Dogs often drag their bottoms, but this is not always causing for concern. It could take place infrequently or right after a dog’s feces. However, a dog scooting multiple times per day is uncommon.

Repeated scooting might be a sign of a more serious problem, which your vet may help you identify and treat. Again, scooting across the floor on occasion is regarded as normal.

Infection with worms or other parasites, particularly in the lungs or intestines, is one of the most prevalent health issues seen in dogs.

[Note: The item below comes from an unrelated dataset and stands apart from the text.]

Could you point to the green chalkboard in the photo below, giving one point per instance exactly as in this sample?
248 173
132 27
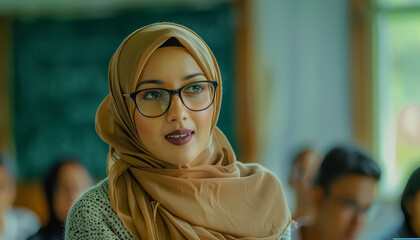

These infections are typically brought on by drinking stagnant water, playing in infested ground or soil, or getting bitten by rodents or fleas.

The first thing you should always do if you notice your dog scooting around is to call a veterinarian. Your dog’s bottom might be manually examined by a veterinarian to rule out any medical conditions.

A veterinarian will typically examine your dog’s loose stool or feces.